Experiment 030
Research capstone (RaBitQ block, 026–030)
Perf record: 030-research-capstone.json.
Cohere v3, 1M × 1024, cosine, Granite box.
Head-to-head (same run, reps=8)
| config | recall@10 | QPS | p50 |
|---|---|---|---|
| 009 baseline — plain binary, tile=1, C=1000 | 0.9931 | 516 | 11.51 ms |
| research best — rot×2, tile=16, C=1000 | 0.9960 | 845 | 11.40 ms |
| research best-recall — rot×2, tile=16, C=2000 | 0.9990 | 730 | 13.14 ms |
The research adds +0.29 pts recall and +64% QPS over the baseline (and the +64% is on top of identical recall being available), or 0.999 @ 730.
What the research found
Searched the literature for something that beats plain sign-bit binary. The winner was RaBitQ (Gao & Long, SIGMOD 2024) — and its key, free idea (shared with ITQ, 2011): a random orthogonal rotation before binarizing.
| entry | idea | outcome |
|---|---|---|
| 026 | random rotation (FWHT) before sign bits | free recall +2.4 pts stage-1, 0.994→0.997 @ C=1000, 0 QPS cost |
| 027 | rotation + prefix truncation | rotation rescues the prefix: +4.6 pts @ 512/C=1000 |
| 028 | RaBitQ unbiased estimator | best recall-per-bit (stage-1 0.606 vs 0.463, ~5–10× smaller C) but 40× slower scan |
| 029 | rotated combined Pareto | frontier shifts out at every tier vs non-rotated 018 |
| 030 | capstone | 0.996 @ 845 / 0.999 @ 730 vs 009's 0.993 @ 516 |
The two takeaways
- The rotation is the deployable win — and it's free. Spreading information evenly across dimensions makes every sign bit count, lifting recall at zero QPS or memory cost, and it rescues prefix truncation (027), which reshapes the whole batch frontier (029). Random rotation buys most of the Matryoshka benefit without a Matryoshka-trained model — the standout practical result of the block.

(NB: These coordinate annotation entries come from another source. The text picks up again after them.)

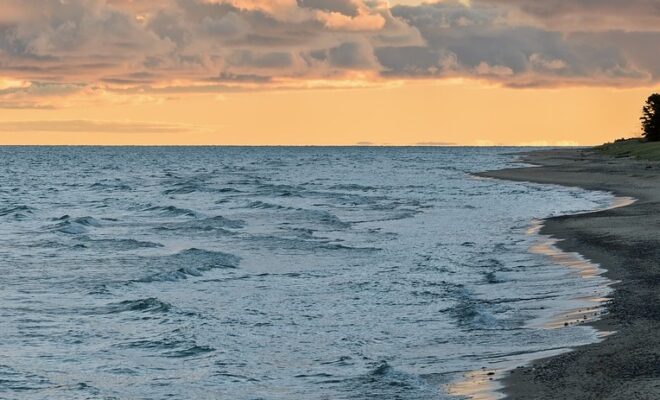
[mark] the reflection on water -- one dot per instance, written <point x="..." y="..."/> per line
<point x="275" y="273"/>
<point x="483" y="384"/>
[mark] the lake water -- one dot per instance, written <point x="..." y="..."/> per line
<point x="272" y="273"/>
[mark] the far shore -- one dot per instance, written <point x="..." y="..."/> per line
<point x="625" y="242"/>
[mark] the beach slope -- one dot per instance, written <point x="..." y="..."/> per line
<point x="626" y="242"/>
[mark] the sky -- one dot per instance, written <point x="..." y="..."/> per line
<point x="325" y="72"/>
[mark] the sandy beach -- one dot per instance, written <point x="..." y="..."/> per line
<point x="626" y="242"/>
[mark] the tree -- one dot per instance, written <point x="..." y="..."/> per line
<point x="651" y="118"/>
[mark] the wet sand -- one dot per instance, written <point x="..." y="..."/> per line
<point x="625" y="242"/>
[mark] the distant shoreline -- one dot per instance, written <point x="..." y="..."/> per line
<point x="624" y="241"/>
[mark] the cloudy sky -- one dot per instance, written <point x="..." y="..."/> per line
<point x="325" y="71"/>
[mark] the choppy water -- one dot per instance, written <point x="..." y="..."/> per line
<point x="270" y="273"/>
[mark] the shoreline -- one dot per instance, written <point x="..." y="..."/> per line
<point x="487" y="384"/>
<point x="625" y="243"/>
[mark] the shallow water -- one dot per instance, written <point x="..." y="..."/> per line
<point x="272" y="273"/>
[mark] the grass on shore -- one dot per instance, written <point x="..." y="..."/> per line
<point x="635" y="148"/>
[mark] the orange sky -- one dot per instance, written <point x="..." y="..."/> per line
<point x="321" y="72"/>
<point x="466" y="113"/>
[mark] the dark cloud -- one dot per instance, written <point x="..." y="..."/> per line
<point x="114" y="44"/>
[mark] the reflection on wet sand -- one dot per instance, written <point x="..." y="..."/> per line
<point x="485" y="384"/>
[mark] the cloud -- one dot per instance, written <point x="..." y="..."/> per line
<point x="61" y="49"/>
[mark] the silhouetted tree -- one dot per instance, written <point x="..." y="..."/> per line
<point x="651" y="118"/>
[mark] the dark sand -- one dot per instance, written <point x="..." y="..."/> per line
<point x="626" y="242"/>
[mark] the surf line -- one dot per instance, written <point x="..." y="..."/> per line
<point x="486" y="383"/>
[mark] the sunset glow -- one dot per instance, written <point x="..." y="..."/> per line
<point x="340" y="72"/>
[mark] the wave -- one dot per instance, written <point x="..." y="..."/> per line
<point x="171" y="211"/>
<point x="190" y="263"/>
<point x="16" y="211"/>
<point x="386" y="382"/>
<point x="122" y="244"/>
<point x="217" y="223"/>
<point x="74" y="226"/>
<point x="148" y="305"/>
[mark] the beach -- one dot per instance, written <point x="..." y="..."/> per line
<point x="625" y="242"/>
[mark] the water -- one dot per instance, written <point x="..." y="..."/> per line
<point x="271" y="273"/>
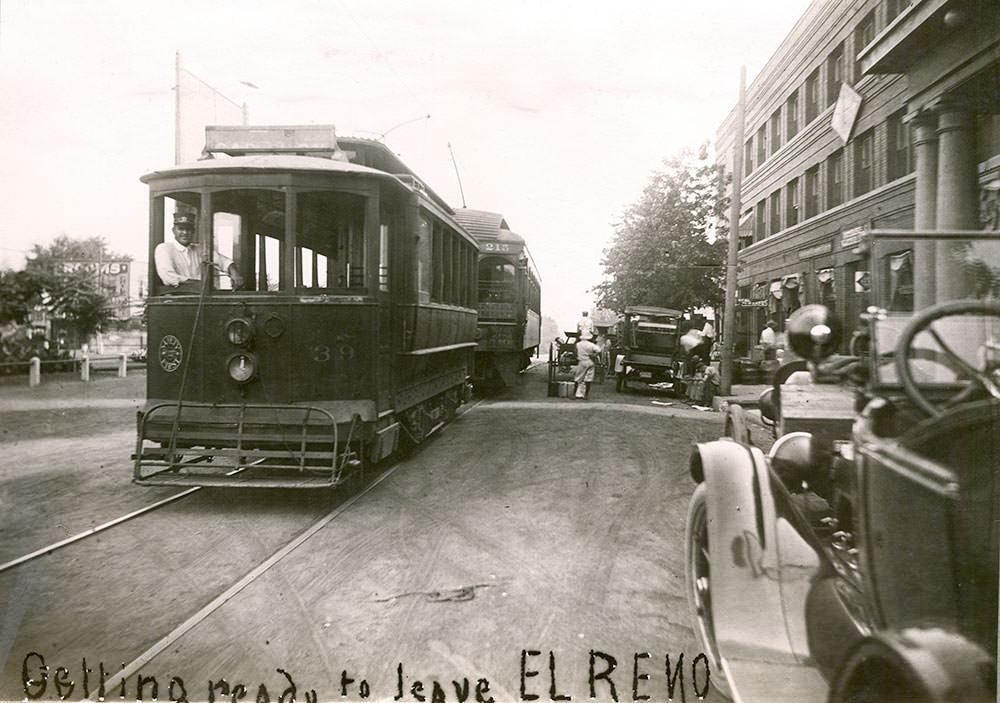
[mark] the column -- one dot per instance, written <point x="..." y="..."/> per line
<point x="957" y="201"/>
<point x="923" y="128"/>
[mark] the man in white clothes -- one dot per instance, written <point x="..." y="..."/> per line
<point x="178" y="263"/>
<point x="586" y="354"/>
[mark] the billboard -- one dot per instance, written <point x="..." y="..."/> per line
<point x="112" y="279"/>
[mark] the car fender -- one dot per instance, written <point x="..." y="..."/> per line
<point x="916" y="664"/>
<point x="746" y="586"/>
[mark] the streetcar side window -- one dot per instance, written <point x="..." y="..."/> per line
<point x="331" y="249"/>
<point x="424" y="260"/>
<point x="496" y="288"/>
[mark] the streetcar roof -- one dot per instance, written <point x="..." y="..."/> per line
<point x="481" y="224"/>
<point x="288" y="163"/>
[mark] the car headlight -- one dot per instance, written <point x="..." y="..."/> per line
<point x="239" y="331"/>
<point x="242" y="367"/>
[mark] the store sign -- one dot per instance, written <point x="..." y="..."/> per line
<point x="846" y="111"/>
<point x="817" y="250"/>
<point x="851" y="237"/>
<point x="110" y="277"/>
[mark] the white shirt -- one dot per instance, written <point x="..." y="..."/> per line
<point x="767" y="337"/>
<point x="176" y="263"/>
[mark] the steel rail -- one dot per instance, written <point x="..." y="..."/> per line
<point x="100" y="528"/>
<point x="136" y="664"/>
<point x="175" y="634"/>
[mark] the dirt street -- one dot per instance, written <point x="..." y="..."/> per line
<point x="533" y="548"/>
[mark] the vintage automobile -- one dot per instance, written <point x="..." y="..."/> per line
<point x="649" y="341"/>
<point x="859" y="562"/>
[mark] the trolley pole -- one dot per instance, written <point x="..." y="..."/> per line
<point x="177" y="108"/>
<point x="729" y="311"/>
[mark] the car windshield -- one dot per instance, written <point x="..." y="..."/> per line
<point x="911" y="272"/>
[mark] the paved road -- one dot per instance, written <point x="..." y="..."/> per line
<point x="523" y="549"/>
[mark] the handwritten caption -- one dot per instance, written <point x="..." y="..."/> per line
<point x="538" y="680"/>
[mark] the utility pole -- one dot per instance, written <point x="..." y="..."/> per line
<point x="729" y="312"/>
<point x="177" y="108"/>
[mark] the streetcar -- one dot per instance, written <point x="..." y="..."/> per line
<point x="508" y="301"/>
<point x="333" y="324"/>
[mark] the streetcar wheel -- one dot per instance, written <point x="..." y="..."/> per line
<point x="698" y="580"/>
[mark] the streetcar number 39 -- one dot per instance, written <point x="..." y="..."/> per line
<point x="322" y="352"/>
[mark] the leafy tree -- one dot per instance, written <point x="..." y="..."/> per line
<point x="72" y="293"/>
<point x="20" y="291"/>
<point x="669" y="248"/>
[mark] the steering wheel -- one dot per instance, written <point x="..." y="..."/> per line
<point x="985" y="378"/>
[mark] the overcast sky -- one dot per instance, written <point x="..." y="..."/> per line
<point x="557" y="111"/>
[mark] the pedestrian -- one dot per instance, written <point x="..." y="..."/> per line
<point x="768" y="335"/>
<point x="586" y="355"/>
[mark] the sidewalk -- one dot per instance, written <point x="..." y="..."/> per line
<point x="747" y="395"/>
<point x="66" y="390"/>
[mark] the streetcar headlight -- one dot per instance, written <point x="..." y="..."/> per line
<point x="242" y="367"/>
<point x="239" y="331"/>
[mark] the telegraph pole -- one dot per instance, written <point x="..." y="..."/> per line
<point x="729" y="311"/>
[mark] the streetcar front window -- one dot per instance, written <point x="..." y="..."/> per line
<point x="248" y="227"/>
<point x="330" y="244"/>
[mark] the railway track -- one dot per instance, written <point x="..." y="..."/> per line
<point x="214" y="602"/>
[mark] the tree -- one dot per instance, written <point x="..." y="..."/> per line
<point x="73" y="292"/>
<point x="669" y="248"/>
<point x="20" y="291"/>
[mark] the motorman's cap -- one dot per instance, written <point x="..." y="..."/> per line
<point x="185" y="217"/>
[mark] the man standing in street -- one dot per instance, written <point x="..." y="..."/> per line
<point x="586" y="354"/>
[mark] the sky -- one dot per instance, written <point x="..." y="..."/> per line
<point x="552" y="112"/>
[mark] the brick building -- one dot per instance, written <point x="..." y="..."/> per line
<point x="870" y="114"/>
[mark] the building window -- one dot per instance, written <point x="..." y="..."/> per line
<point x="835" y="179"/>
<point x="792" y="115"/>
<point x="826" y="288"/>
<point x="812" y="192"/>
<point x="897" y="146"/>
<point x="864" y="179"/>
<point x="812" y="96"/>
<point x="792" y="203"/>
<point x="864" y="33"/>
<point x="776" y="130"/>
<point x="834" y="74"/>
<point x="758" y="221"/>
<point x="775" y="202"/>
<point x="893" y="8"/>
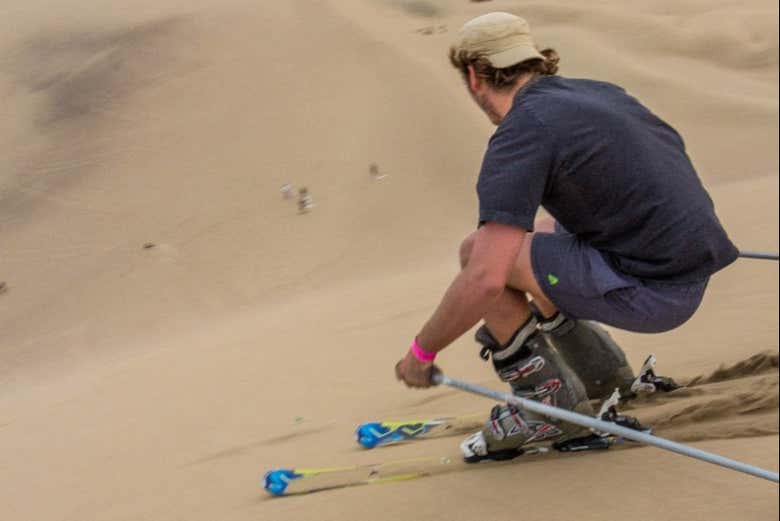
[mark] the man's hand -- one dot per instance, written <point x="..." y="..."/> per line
<point x="415" y="373"/>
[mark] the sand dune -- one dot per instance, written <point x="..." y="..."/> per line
<point x="170" y="327"/>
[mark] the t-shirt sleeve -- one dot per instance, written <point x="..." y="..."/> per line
<point x="518" y="161"/>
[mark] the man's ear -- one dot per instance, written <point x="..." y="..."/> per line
<point x="475" y="83"/>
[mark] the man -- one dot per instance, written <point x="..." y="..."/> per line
<point x="633" y="244"/>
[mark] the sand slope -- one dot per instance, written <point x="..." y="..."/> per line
<point x="160" y="383"/>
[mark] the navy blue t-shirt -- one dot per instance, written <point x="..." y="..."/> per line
<point x="609" y="171"/>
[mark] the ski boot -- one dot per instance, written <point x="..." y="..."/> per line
<point x="534" y="371"/>
<point x="592" y="353"/>
<point x="602" y="440"/>
<point x="649" y="382"/>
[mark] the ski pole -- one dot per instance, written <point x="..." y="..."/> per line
<point x="758" y="255"/>
<point x="602" y="426"/>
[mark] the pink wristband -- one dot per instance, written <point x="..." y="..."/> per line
<point x="421" y="354"/>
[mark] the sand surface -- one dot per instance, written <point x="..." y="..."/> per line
<point x="160" y="382"/>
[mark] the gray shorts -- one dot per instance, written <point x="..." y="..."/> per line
<point x="582" y="284"/>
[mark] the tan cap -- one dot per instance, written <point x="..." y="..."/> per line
<point x="503" y="38"/>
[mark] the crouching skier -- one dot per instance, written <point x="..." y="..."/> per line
<point x="633" y="241"/>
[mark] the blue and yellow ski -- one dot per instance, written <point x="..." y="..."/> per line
<point x="372" y="434"/>
<point x="286" y="482"/>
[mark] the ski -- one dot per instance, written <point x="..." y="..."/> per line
<point x="286" y="482"/>
<point x="375" y="433"/>
<point x="299" y="481"/>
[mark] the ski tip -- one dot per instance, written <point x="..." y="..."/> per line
<point x="370" y="434"/>
<point x="275" y="481"/>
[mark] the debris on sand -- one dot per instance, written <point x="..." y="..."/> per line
<point x="373" y="170"/>
<point x="305" y="202"/>
<point x="287" y="190"/>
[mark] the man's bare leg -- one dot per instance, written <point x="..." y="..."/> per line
<point x="511" y="309"/>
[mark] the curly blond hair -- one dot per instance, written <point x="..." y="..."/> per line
<point x="506" y="78"/>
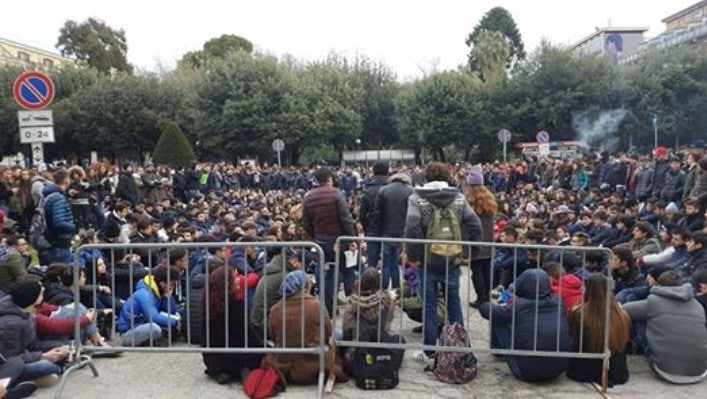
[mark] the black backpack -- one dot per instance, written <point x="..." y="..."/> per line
<point x="377" y="368"/>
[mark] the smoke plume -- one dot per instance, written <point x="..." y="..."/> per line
<point x="596" y="129"/>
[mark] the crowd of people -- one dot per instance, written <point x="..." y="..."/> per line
<point x="649" y="211"/>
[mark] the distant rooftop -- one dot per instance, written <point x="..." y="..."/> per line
<point x="685" y="11"/>
<point x="609" y="29"/>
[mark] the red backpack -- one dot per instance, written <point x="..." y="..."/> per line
<point x="263" y="383"/>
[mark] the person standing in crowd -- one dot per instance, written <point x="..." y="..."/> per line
<point x="389" y="216"/>
<point x="326" y="217"/>
<point x="367" y="210"/>
<point x="587" y="322"/>
<point x="674" y="339"/>
<point x="61" y="227"/>
<point x="484" y="204"/>
<point x="438" y="271"/>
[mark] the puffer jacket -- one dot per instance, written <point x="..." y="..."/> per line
<point x="17" y="332"/>
<point x="674" y="182"/>
<point x="367" y="309"/>
<point x="538" y="314"/>
<point x="368" y="204"/>
<point x="644" y="182"/>
<point x="60" y="221"/>
<point x="676" y="330"/>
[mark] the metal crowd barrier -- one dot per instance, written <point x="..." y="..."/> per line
<point x="309" y="252"/>
<point x="605" y="355"/>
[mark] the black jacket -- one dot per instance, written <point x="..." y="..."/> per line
<point x="551" y="322"/>
<point x="368" y="204"/>
<point x="391" y="208"/>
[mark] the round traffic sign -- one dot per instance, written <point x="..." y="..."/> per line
<point x="542" y="136"/>
<point x="33" y="90"/>
<point x="504" y="135"/>
<point x="278" y="145"/>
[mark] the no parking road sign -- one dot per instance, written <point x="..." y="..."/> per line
<point x="33" y="90"/>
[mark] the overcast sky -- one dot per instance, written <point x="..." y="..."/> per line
<point x="410" y="36"/>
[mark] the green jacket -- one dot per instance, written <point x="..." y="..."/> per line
<point x="267" y="293"/>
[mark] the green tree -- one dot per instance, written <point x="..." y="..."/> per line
<point x="442" y="112"/>
<point x="214" y="49"/>
<point x="173" y="147"/>
<point x="491" y="52"/>
<point x="497" y="19"/>
<point x="96" y="44"/>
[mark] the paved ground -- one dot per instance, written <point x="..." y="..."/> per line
<point x="177" y="376"/>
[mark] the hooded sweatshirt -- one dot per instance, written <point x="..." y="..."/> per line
<point x="676" y="332"/>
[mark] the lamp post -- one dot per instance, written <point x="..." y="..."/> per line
<point x="655" y="130"/>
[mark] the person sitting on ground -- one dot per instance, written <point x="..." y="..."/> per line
<point x="370" y="304"/>
<point x="11" y="369"/>
<point x="150" y="309"/>
<point x="18" y="336"/>
<point x="624" y="270"/>
<point x="699" y="281"/>
<point x="300" y="311"/>
<point x="540" y="323"/>
<point x="226" y="311"/>
<point x="671" y="330"/>
<point x="267" y="293"/>
<point x="566" y="286"/>
<point x="587" y="320"/>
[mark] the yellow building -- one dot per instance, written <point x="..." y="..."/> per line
<point x="13" y="53"/>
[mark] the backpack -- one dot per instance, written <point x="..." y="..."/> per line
<point x="454" y="367"/>
<point x="377" y="368"/>
<point x="264" y="382"/>
<point x="444" y="226"/>
<point x="38" y="229"/>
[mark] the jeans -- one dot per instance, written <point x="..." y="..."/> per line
<point x="38" y="369"/>
<point x="373" y="253"/>
<point x="391" y="270"/>
<point x="438" y="272"/>
<point x="346" y="274"/>
<point x="142" y="334"/>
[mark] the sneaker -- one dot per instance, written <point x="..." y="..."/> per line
<point x="21" y="390"/>
<point x="422" y="358"/>
<point x="47" y="381"/>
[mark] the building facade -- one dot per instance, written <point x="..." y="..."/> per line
<point x="611" y="42"/>
<point x="13" y="53"/>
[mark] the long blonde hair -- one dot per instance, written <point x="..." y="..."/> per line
<point x="481" y="199"/>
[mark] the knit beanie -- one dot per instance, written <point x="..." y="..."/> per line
<point x="475" y="178"/>
<point x="25" y="293"/>
<point x="293" y="283"/>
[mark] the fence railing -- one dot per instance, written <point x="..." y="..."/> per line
<point x="185" y="311"/>
<point x="449" y="272"/>
<point x="125" y="270"/>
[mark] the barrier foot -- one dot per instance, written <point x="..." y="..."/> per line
<point x="85" y="361"/>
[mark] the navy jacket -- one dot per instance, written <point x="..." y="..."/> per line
<point x="60" y="221"/>
<point x="549" y="310"/>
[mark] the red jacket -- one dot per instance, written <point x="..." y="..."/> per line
<point x="47" y="326"/>
<point x="571" y="293"/>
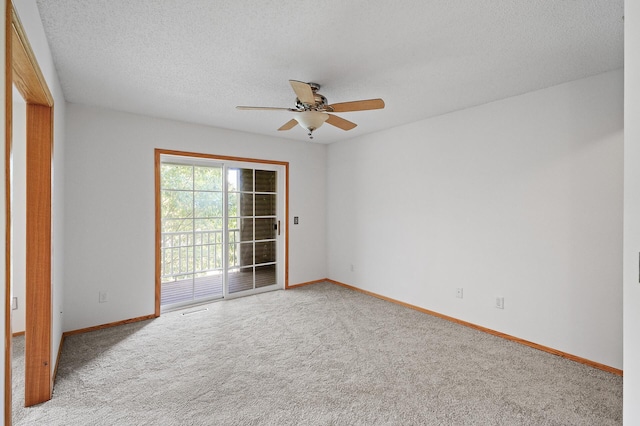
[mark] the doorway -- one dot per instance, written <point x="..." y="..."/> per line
<point x="32" y="86"/>
<point x="220" y="229"/>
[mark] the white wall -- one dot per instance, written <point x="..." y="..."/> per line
<point x="110" y="206"/>
<point x="631" y="213"/>
<point x="30" y="18"/>
<point x="19" y="211"/>
<point x="520" y="198"/>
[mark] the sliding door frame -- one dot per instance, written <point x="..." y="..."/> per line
<point x="158" y="214"/>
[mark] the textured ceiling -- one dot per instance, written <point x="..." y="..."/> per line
<point x="195" y="60"/>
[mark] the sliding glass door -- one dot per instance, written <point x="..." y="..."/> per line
<point x="220" y="229"/>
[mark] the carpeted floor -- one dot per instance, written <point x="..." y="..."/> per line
<point x="317" y="355"/>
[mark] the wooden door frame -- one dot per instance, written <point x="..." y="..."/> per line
<point x="158" y="152"/>
<point x="22" y="69"/>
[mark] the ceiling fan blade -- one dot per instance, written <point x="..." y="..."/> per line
<point x="303" y="92"/>
<point x="340" y="122"/>
<point x="288" y="125"/>
<point x="265" y="108"/>
<point x="363" y="105"/>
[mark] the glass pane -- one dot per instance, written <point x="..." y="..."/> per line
<point x="246" y="204"/>
<point x="207" y="178"/>
<point x="177" y="225"/>
<point x="246" y="230"/>
<point x="240" y="280"/>
<point x="265" y="204"/>
<point x="240" y="180"/>
<point x="210" y="224"/>
<point x="208" y="204"/>
<point x="265" y="275"/>
<point x="176" y="204"/>
<point x="246" y="180"/>
<point x="176" y="176"/>
<point x="233" y="204"/>
<point x="246" y="254"/>
<point x="265" y="229"/>
<point x="265" y="181"/>
<point x="234" y="255"/>
<point x="265" y="252"/>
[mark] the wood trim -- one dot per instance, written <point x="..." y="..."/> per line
<point x="219" y="157"/>
<point x="547" y="349"/>
<point x="38" y="384"/>
<point x="32" y="85"/>
<point x="158" y="229"/>
<point x="27" y="75"/>
<point x="108" y="325"/>
<point x="286" y="235"/>
<point x="8" y="120"/>
<point x="55" y="368"/>
<point x="324" y="280"/>
<point x="157" y="153"/>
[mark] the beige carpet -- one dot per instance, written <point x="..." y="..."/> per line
<point x="317" y="355"/>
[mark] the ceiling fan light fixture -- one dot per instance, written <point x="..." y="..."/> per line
<point x="311" y="120"/>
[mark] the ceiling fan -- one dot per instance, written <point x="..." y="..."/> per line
<point x="312" y="109"/>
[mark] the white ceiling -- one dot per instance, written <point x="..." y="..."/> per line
<point x="195" y="60"/>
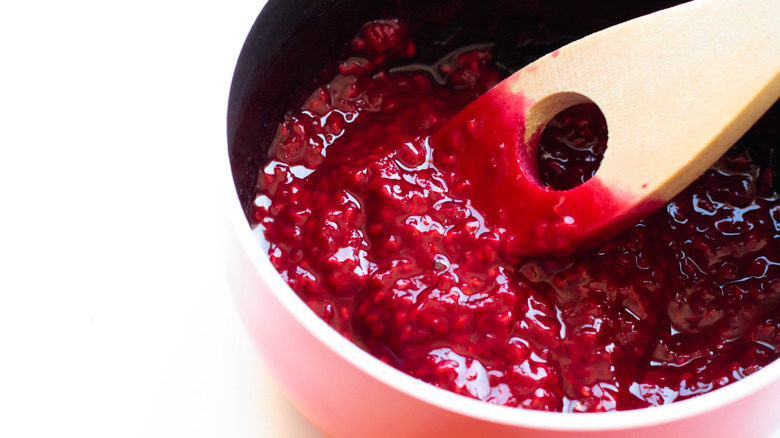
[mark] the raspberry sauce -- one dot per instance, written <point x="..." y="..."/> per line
<point x="372" y="226"/>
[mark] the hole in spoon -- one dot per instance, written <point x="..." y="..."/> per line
<point x="572" y="146"/>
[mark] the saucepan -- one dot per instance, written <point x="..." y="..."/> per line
<point x="344" y="391"/>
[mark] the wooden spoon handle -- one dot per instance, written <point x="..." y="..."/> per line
<point x="677" y="88"/>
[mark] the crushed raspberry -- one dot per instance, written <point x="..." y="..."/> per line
<point x="373" y="230"/>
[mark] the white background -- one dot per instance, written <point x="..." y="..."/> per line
<point x="115" y="318"/>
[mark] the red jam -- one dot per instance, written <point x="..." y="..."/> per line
<point x="372" y="232"/>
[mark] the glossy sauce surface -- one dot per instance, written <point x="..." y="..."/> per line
<point x="372" y="228"/>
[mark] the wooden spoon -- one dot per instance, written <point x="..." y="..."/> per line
<point x="677" y="89"/>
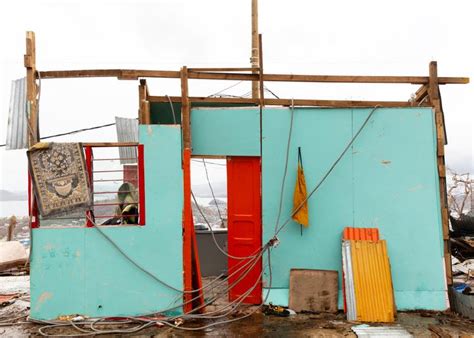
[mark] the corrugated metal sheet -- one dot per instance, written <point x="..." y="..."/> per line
<point x="380" y="331"/>
<point x="17" y="129"/>
<point x="127" y="131"/>
<point x="361" y="234"/>
<point x="348" y="282"/>
<point x="372" y="281"/>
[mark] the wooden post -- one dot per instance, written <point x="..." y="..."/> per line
<point x="435" y="101"/>
<point x="142" y="90"/>
<point x="185" y="109"/>
<point x="255" y="49"/>
<point x="260" y="72"/>
<point x="31" y="88"/>
<point x="11" y="228"/>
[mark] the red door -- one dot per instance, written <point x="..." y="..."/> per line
<point x="244" y="225"/>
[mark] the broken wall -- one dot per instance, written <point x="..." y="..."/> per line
<point x="388" y="179"/>
<point x="75" y="270"/>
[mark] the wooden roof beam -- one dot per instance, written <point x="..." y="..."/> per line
<point x="135" y="74"/>
<point x="284" y="102"/>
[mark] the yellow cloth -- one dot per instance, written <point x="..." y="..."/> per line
<point x="301" y="216"/>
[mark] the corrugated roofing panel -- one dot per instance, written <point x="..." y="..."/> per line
<point x="372" y="281"/>
<point x="361" y="234"/>
<point x="348" y="281"/>
<point x="127" y="131"/>
<point x="17" y="129"/>
<point x="380" y="331"/>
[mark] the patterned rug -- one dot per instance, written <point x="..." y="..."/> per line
<point x="60" y="178"/>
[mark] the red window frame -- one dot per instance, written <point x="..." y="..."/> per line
<point x="89" y="158"/>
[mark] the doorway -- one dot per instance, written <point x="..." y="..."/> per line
<point x="228" y="200"/>
<point x="244" y="226"/>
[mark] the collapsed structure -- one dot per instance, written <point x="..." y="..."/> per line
<point x="367" y="164"/>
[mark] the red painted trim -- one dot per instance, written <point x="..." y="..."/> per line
<point x="141" y="184"/>
<point x="187" y="230"/>
<point x="32" y="207"/>
<point x="244" y="216"/>
<point x="89" y="167"/>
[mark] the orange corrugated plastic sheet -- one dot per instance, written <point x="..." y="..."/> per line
<point x="361" y="234"/>
<point x="299" y="196"/>
<point x="372" y="281"/>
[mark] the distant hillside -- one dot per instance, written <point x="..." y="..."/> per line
<point x="202" y="190"/>
<point x="6" y="195"/>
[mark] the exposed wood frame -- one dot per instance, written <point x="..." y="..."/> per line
<point x="142" y="96"/>
<point x="420" y="95"/>
<point x="287" y="102"/>
<point x="109" y="144"/>
<point x="435" y="101"/>
<point x="260" y="73"/>
<point x="135" y="74"/>
<point x="254" y="52"/>
<point x="185" y="109"/>
<point x="228" y="69"/>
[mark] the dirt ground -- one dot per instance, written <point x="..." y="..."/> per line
<point x="14" y="323"/>
<point x="419" y="324"/>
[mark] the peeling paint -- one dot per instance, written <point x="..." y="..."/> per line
<point x="416" y="187"/>
<point x="42" y="298"/>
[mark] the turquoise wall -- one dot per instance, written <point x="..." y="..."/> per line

- RaBitQ's estimator is the recall ceiling, gated on a kernel. Its unbiased per-vector estimate (028) is far sharper than Hamming (~5–10× smaller rerank C for the same recall), but as a set-bit gather it's 40× slower. Making it fast is the same parked SIMD-LUT work as the asymmetric kernel (011) — the one remaining high-value build, and where the payoff concentrates at billion scale.
Project arc (all blocks)
- 001–011: built the funnel (exact → serving → binary+rerank 009 → asymmetric).
- 012–025: performance — tiling (+76% QPS, 016), prefix dial (014), serving (50× vs f32, 017), intra-query latency (13→3 ms, 021). Net: 0.993 @ 851, latency 2.6 ms.
- 026–030: research — RaBitQ/ITQ rotation (free recall, rescues prefix) → 0.996 @ 845 or 0.999 @ 730, best of the project; RaBitQ estimator maps the recall ceiling pending the fast kernel.
Caveats
- Rotation requires power-of-two dim (FWHT). RaBitQ estimator recall is the upper bound a fast kernel would hit at popcount speed.
- Spot box; compare within-table. Cohere is well-conditioned, so rotation's gain is conservative — it would be larger on raw embeddings.